The 1940s and 1950s were the apex of the glamorous era in Hollywood, a time before Instagram and Twitter when the private lives of movie stars were more or less private. Rarely did the general public get to glimpse inside their well-appointed homes, only guessing at what lay behind the striking facades. It was the heyday of California-based architect John Elgin Woolf, who designed homes for the Hollywood elite, developing a style that would come to be known as Hollywood Regency. His client list included the likes of Cary Grant, Errol Flynn, Katharine Hepburn and Spencer Tracy, Vincente Minnelli and Judy Garland … the list goes on.
Woolf’s style, both elegant and theatrical, captivated design fan Valerie Genereux, who came across the Woolf sketch known as “Daydream House” one day and was instantly hooked.
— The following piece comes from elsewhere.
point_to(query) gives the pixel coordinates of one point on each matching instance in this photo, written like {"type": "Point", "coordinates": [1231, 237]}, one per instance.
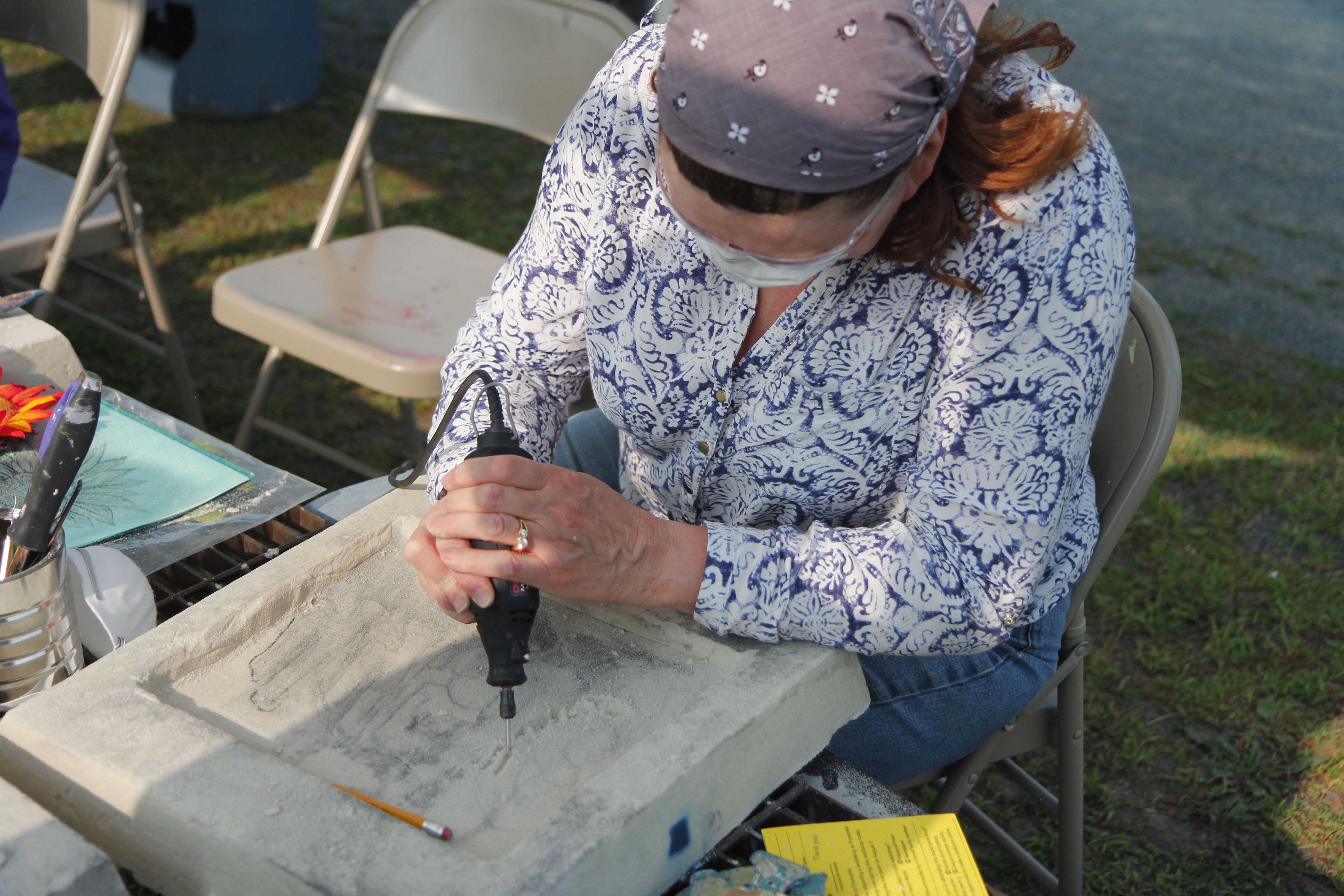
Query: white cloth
{"type": "Point", "coordinates": [900, 467]}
And though Daydream House was never built, Valerie and her husband, Yves, were determined to make the iconic house the inspiration for their own dream home on the banks of the Rideau River. In 2011, the couple called up designer Andre Godin of Andre Godin Design and set the wheels in motion.
“The architect’s painting of the exterior formed the concept,” explains Godin. “I then developed everything around that — a timeless and classic house rich with details.” The couple and Godin spent a year collaborating on the design process, with construction taking place between 2012 and 2014.
Because the home faces south, with the north side looking out over the river, Godin placed floor-to-ceiling windows along the west and north sides to allow sunlight to flood through and to maximize river views. He and Valerie then set about imagining every detail for the dramatic interior, which would highlight 12-foot ceilings, elaborate mouldings, and bold colours and patterns inspired by the playful work of Kelly Wearstler, a California-based designer. Wearstler, whose background is in interior and graphic design, has been described as a “mega decorator,” a designer whose glamorous sense of style includes a love for intense colours, bold patterns, and contrasting textures. “Valerie and I would look at pictures of her work, then modify those ideas to create the same feeling,” says Godin.
The two also studied the interiors of New York City-based designer Steven Gambrel, incorporating his appreciation for theatrical painted ceilings throughout the house. “His work makes me weak at the knees,” says Valerie with a laugh.
The entrance foyer sets the tone for the house — an open, light-filled space anchored by an audacious floor. Here, the oversize black–and-white pattern announces that the retreat within will make a statement. The opening to the left leads along an open gallery to a formal dining and living room and kitchen. Valerie opted for neutral tones throughout to ensure the space stands the test of time, unleashing her creativity with jewel-toned pillows and emerald-green upholstered chairs. “I love that they pop with colour, but they’re also easy to change.”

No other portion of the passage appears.